Spon ne se doutait point alors qu’il partirait à son tour pour la Grèce, et qu’il encourrait des reproches non moins graves, plus graves encore, parce qu’on avait le droit de lui demander beaucoup plus qu’à ses devanciers. Et cependant tous les documens antérieurs à la fin du XVIIe siècle, les meilleurs comme les pires, même les plans incomplets, les récits puérils, les dessins ridicules, les témoignages suspects, nous les recherchons avec avidité dans les bibliothèques, dans les archives, dans les portefeuilles privés ; nous les examinons avec la patience et la subtilité du juge qui interroge les témoins de manière à tirer d’eux la vérité qu’ils ignorent ; nous retournons chaque mot de nos auteurs, nous sondons leurs idées, nous espérons, à travers ce qu’ils ont vu, découvrir ce qu’ils auraient dû voir.

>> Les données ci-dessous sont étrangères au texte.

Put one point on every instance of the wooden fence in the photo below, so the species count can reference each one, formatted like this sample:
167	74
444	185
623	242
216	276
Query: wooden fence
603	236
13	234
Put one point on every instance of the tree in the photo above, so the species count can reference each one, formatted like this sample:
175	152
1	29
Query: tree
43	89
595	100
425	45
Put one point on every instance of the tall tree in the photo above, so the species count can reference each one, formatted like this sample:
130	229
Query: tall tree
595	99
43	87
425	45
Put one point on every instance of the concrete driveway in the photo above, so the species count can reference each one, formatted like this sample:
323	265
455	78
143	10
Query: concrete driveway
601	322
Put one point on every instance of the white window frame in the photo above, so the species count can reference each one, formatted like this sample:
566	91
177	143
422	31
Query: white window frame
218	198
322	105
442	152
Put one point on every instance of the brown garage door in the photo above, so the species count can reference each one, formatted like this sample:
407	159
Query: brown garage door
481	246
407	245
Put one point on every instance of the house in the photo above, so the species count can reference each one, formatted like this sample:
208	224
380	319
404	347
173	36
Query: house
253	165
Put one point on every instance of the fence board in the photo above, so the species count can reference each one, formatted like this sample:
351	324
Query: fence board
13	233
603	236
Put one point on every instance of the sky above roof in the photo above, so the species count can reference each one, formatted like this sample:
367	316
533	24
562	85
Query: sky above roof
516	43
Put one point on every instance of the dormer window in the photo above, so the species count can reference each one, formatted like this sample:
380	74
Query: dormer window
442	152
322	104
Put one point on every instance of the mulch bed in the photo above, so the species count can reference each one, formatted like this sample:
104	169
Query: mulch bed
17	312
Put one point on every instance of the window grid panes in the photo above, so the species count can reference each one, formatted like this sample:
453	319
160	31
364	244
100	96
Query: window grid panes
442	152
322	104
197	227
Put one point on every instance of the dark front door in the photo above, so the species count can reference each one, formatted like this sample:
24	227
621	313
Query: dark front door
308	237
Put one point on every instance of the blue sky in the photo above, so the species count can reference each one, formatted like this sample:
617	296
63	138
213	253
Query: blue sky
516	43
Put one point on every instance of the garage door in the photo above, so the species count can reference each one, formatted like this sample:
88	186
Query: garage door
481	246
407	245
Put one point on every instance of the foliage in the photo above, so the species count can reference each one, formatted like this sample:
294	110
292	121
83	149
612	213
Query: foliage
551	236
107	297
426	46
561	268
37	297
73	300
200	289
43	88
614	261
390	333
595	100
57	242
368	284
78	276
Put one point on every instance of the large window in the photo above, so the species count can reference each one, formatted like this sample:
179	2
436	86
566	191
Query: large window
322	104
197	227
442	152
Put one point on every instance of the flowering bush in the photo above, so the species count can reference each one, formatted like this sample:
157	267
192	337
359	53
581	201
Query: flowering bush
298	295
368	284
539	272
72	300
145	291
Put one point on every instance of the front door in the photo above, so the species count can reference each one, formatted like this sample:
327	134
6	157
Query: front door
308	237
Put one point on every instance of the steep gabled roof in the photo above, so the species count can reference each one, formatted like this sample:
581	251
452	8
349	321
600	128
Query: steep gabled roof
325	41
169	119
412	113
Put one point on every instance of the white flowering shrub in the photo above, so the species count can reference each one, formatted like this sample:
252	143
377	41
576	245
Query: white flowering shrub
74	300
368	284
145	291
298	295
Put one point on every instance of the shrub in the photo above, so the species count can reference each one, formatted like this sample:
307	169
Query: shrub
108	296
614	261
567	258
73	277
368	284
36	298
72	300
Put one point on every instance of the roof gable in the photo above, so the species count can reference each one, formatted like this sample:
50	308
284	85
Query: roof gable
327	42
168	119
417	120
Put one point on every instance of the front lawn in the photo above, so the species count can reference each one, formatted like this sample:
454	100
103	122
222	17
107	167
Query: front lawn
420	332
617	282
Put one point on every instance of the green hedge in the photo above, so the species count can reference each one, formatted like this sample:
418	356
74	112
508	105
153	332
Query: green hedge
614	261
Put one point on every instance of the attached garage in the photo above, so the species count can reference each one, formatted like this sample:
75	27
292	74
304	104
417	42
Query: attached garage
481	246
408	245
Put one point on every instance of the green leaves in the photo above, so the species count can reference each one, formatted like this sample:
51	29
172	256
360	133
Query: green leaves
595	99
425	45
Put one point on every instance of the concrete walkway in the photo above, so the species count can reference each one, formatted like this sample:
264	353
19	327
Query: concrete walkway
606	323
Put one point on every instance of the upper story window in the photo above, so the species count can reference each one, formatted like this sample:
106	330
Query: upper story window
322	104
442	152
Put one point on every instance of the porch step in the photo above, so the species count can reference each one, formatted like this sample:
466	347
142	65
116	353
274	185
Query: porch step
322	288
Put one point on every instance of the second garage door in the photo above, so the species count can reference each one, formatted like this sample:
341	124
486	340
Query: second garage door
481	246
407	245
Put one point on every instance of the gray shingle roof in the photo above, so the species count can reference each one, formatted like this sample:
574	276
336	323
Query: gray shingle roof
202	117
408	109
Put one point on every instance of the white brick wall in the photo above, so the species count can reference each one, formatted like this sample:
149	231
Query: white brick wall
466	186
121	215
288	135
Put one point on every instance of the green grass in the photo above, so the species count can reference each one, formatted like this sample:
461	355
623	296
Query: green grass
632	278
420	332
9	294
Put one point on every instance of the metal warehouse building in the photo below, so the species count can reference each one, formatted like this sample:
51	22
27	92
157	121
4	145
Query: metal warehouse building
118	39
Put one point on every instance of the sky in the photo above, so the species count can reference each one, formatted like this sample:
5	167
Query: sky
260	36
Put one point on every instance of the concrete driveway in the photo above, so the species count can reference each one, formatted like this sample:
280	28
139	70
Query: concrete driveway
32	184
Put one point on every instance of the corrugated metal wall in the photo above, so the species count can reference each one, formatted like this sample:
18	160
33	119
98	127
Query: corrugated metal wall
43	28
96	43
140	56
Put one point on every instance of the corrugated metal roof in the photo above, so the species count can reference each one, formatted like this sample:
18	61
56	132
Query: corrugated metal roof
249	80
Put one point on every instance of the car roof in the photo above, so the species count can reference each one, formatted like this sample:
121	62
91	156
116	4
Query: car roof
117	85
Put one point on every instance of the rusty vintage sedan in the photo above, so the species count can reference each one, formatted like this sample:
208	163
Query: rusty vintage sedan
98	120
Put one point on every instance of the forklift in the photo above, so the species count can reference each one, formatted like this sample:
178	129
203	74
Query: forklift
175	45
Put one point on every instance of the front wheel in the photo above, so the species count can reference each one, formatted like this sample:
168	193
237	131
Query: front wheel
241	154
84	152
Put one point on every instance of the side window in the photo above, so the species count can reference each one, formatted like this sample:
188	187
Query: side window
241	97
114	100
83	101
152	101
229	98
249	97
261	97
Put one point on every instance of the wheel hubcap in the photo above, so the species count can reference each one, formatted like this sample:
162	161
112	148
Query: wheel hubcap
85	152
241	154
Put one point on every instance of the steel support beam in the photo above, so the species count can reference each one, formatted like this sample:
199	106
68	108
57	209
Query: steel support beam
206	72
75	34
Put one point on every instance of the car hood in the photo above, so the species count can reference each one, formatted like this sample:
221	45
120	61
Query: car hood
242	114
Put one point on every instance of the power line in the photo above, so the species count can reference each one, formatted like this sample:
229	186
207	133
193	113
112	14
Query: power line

Pourquoi ce commerce plein d’égards avec des esprits qui n’en sont pas toujours dignes ? Pourquoi cette étude d’impressions parfois grossières, de textes qui justifient peu notre intérêt ? C’est qu’avant 1656 la foudre n’avait point détruit les Propylées, c’est qu’avant 1687 une bombe vénitienne n’avait point fait sauter le Parthénon ; c’est que les pèlerins des siècles précédens avaient trouvé entiers, dans la fleur d’une beauté qui promettait d’être éternelle, les marbres où respirait le génie de Mnésiclès, d’Ictinus et de Phidias. Ne semble-t-il pas que les érudits, que les artistes, que les voyageurs d’une époque privilégiée vont nous décrire tant de splendeurs ? Leurs livres, leurs notes, la feuille échappée de leur album, ne feront-ils pas revivre les chefs-d’œuvre qui ne sont plus aujourd’hui que des ruines ?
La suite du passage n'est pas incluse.